The winner of the first Hamburg Science Award, granted in 2009, is the biomedical specialist Prof. Dr. Stefan Ehlers. On 19 November 2009 the award, worth € 100,000, was granted in a ceremony held in Hamburg’s City Hall in the presence of the Lord Mayor of Hamburg, Ole von Beust, and the award sponsors Prof. Dr. Dr. h.c. Helmut Greve and Prof. Dr. h.c. Hannelore Greve. The microbiologist Prof. Dr. Jan Buer of Essen University Hospital gave the speech in honour of the prizewinner.
Professor Ehlers is head of the Department of Microbial Inflammation Research at the Borstel Research Centre and holds the chair of molecular inflammation medicine at the University of Kiel. The jury granted him the award in recognition of his work on developing near-hospital model systems for research into the forms and treatment of tuberculosis. Infections with multiresistant tuberculosis bacteria that cannot be treated with standard antibiotics are on the increase all over the world. Professor Ehlers and his working group will use the prize money to set up a testing station at the Borstel Research Center to test the efficacy of new antibiotics at treating tuberculosis in animal trials.
Stefan Ehlers, born in 1957, studied medicine at the University of Freiburg from 1978 to 1985 and then spent several years as a research assistant at the Free University of Berlin’s Institute of Medical Microbiology and at several Berlin hospitals.

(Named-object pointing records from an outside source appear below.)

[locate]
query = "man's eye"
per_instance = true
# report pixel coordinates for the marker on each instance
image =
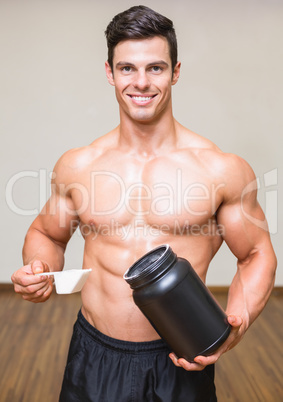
(156, 69)
(127, 69)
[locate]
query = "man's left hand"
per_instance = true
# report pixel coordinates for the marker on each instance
(200, 362)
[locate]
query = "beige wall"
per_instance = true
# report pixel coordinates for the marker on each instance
(54, 96)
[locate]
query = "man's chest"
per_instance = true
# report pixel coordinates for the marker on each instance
(154, 193)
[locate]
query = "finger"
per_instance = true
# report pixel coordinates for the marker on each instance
(207, 360)
(22, 280)
(174, 359)
(191, 366)
(37, 267)
(235, 321)
(185, 364)
(36, 298)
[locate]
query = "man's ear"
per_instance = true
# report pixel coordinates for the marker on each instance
(176, 73)
(109, 73)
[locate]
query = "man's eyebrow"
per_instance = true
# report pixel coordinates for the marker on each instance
(155, 63)
(158, 63)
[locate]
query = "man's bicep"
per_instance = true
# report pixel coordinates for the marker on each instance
(244, 227)
(58, 219)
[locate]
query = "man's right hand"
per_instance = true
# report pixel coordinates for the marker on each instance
(34, 288)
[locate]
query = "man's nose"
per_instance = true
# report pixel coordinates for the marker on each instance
(141, 81)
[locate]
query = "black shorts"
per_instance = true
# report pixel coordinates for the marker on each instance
(103, 369)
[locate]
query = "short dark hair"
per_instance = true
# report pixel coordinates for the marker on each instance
(140, 22)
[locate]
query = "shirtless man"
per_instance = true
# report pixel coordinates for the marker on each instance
(148, 182)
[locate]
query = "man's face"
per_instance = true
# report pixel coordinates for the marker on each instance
(142, 76)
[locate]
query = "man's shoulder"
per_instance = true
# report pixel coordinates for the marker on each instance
(207, 151)
(76, 160)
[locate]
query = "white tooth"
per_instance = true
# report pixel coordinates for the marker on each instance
(142, 98)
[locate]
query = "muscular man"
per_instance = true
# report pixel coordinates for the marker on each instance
(148, 182)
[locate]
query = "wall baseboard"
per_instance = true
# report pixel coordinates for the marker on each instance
(278, 290)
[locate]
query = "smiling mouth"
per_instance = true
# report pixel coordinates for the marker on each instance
(141, 98)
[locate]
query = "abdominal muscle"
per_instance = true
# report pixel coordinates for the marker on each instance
(107, 301)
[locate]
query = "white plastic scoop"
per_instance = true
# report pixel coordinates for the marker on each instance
(70, 280)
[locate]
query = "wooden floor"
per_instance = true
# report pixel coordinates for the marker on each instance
(34, 340)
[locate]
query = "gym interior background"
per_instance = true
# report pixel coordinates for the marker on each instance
(54, 96)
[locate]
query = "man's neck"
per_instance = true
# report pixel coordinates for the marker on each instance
(148, 138)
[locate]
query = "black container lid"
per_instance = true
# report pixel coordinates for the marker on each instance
(150, 266)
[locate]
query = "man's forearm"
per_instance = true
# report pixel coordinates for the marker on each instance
(38, 246)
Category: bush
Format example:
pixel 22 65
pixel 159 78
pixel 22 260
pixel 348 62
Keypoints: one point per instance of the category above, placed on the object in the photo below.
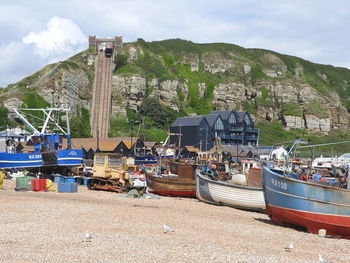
pixel 80 124
pixel 162 116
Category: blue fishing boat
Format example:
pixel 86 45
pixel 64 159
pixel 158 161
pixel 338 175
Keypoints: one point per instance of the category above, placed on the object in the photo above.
pixel 47 151
pixel 309 204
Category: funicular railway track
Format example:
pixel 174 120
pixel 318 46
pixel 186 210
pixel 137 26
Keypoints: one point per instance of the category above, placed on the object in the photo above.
pixel 102 92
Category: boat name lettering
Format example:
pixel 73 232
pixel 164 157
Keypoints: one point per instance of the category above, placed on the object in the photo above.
pixel 279 184
pixel 34 156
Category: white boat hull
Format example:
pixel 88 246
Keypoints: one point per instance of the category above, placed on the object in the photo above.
pixel 223 193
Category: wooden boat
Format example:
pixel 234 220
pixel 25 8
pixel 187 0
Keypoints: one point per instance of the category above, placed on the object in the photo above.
pixel 305 203
pixel 180 181
pixel 229 194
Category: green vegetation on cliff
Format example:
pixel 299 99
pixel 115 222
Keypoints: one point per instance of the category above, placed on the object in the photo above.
pixel 200 68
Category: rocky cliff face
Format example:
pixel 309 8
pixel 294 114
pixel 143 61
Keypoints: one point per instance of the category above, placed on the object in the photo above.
pixel 188 76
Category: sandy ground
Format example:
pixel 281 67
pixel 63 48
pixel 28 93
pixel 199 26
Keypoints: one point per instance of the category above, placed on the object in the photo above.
pixel 50 227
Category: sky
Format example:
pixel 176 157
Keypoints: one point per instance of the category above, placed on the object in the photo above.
pixel 38 32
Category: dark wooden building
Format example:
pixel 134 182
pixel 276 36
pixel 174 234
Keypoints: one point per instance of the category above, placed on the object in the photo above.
pixel 233 128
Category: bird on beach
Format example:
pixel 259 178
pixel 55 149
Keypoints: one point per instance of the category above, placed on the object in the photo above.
pixel 167 229
pixel 87 237
pixel 289 247
pixel 322 260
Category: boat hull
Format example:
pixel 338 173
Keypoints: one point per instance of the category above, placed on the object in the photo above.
pixel 20 160
pixel 171 186
pixel 223 193
pixel 68 157
pixel 313 206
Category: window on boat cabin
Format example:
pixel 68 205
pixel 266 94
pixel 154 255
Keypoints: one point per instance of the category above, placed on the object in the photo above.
pixel 232 119
pixel 100 159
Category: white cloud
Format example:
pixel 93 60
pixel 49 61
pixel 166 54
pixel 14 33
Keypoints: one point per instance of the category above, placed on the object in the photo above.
pixel 62 36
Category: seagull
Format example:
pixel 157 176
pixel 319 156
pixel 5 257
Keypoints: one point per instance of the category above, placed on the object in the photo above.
pixel 289 247
pixel 87 237
pixel 167 229
pixel 322 260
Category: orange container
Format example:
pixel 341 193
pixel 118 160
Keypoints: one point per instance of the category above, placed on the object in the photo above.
pixel 39 185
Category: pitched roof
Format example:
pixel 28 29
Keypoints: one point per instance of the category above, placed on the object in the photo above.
pixel 188 121
pixel 224 114
pixel 211 118
pixel 240 115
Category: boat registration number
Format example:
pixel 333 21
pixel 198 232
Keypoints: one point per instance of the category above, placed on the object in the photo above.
pixel 34 156
pixel 279 184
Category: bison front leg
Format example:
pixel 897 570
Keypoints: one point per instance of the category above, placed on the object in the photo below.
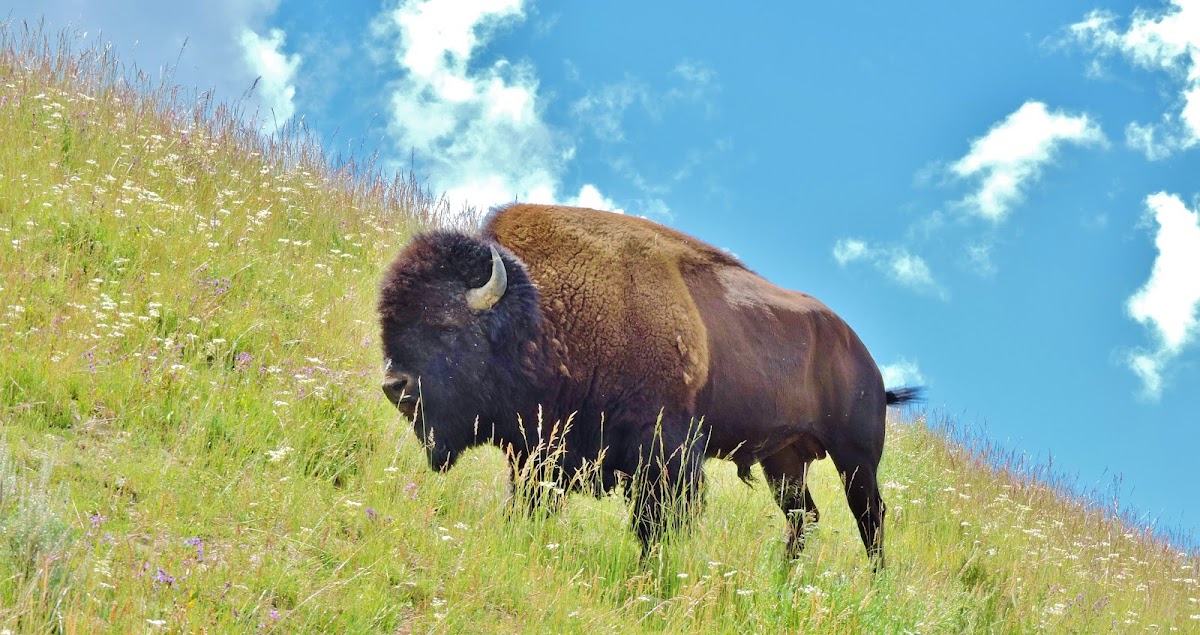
pixel 787 471
pixel 667 486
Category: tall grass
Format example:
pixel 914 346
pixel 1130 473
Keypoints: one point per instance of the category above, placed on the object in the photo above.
pixel 195 441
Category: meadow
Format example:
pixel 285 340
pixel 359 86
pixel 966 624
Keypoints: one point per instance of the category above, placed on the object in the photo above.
pixel 193 439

In 1994 he qualified as a specialist in microbiology and infection epidemiology. In 1996 he took his second PhD in medical microbiology and infection immunology. Since 1996 he has held various positions at the Borstel Research Centre, he teaches at the Universities of Lübeck and Kiel, and he has spent several periods doing research in the United States. Since its foundation in 2007 Prof. Ehlers has been deputy spokesman for the Cluster of Excellence on Inflammation at Interfaces (Borstel/Kiel/Lübeck).
The 2009 Hamburg Science Award was to be granted for work on infection research. Infections, along with heart and circulatory diseases, are the most frequent cause of death in the world. Population growth, global mobility, vaccine fatigue, increasing resistance to antibiotics and the emergence of previously unknown germs require new approaches in prevention, diagnostics and therapy. Making infection research in Germany visible and giving this research field a further boost were the reasons for making infection research the focus of the Hamburg Science Award.
A jury chaired by the president of the academy, Prof. Dr. Heimo Reinitzer, chose the prizewinner. In addition to the quality of scientific work to date, key criteria for awarding the prize are the relevance and future orientation of the findings and the use to which the prize money is to be put.